After giving this whole setup the fisheye, I was almost overwhelmed with the notion to walk over, tap on his window, and ask him if he really, truthfully, enjoyed that annoying shit, or was he just doing it because all his buds were doing it. But I didn’t – almost, but not quite. Instead I sat back and pondered, and eventually came to a conclusion:
That rather unfortunate young man ain’t one smidgen different than any of the rest of us.
How do I know that? Easy. He’s just doing what he knows, and what all the folks who came before him have done – imitating.
Cool – yeah? no?
I grew up in the 60’s, was a teen in the 70’s, and can tell you it was the same then. The hippie age was dying out by the time I hit my teens, but bellbottoms and denim were all the rage, fluffy hair on girls (with about half a can of hairspray to boot – any one of them could have gone up in flames just by looking at a lighter), long hair on guys, and platform soles. Was it because we all liked to look like a Saturday Night Fever crowd scene? Hope not. No, it was onaccountabecause we wanted to be cool, accepted, belong. No more, no less.
And of course, anyone can recall the same stuff, no matter what age. Fedoras, pin-stripe suits, disco, rock, wing-tips, cars jacked up in the ass, low-riders, denim (remember when bluejeans were only worn by farmers? I do), fuzzy dice, and the list goes on and on.

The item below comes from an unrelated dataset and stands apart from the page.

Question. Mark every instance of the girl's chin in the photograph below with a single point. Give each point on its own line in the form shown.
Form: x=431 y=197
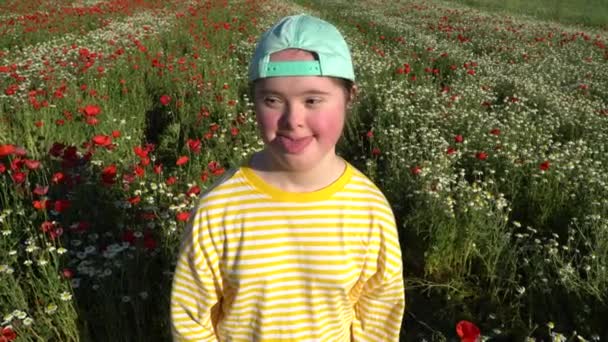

It also includes language: cool, dude, bro, pencil you in, awesome, chill, rad, do lunch, lame, totally…how many times have you heard those? (You can ask Mom or Dad if you have to.) No? Okay, then…how about brain fart, muffin top, showmance, or fugly?
And now that I’ve sludged my way through to the wordy part of this soap-box-standing derby, let’s go to my current bane – the one word that I’ve come to hate above alllllll others.
Now, this part you’re going to hate me for, ’cause it’s gonna be like you just bought a 2005 Impala. Suddenly, you’re going to see all the 2005 Impalas that come within a mile of ya. Right?
Cast a curse at me whenever you like, but pay attention, and listen to how many times the “A” word is used nowadays. It’s epidemic, so it is. No one can say “you bet”, or “you’re right”, or “darned tootin'”, or “bet your ass” anymore. Why? ‘Cause “ab-so-fuckin’-lutely” is the cool word for today.
We can’t escape it. It’s in our blood, desiring to be accepted, brought in, wrapped around by the warm arms of societal standards.
Bump that – I’d rather be a writer, and concentrate on using as many different words from anyone else as is by God possible.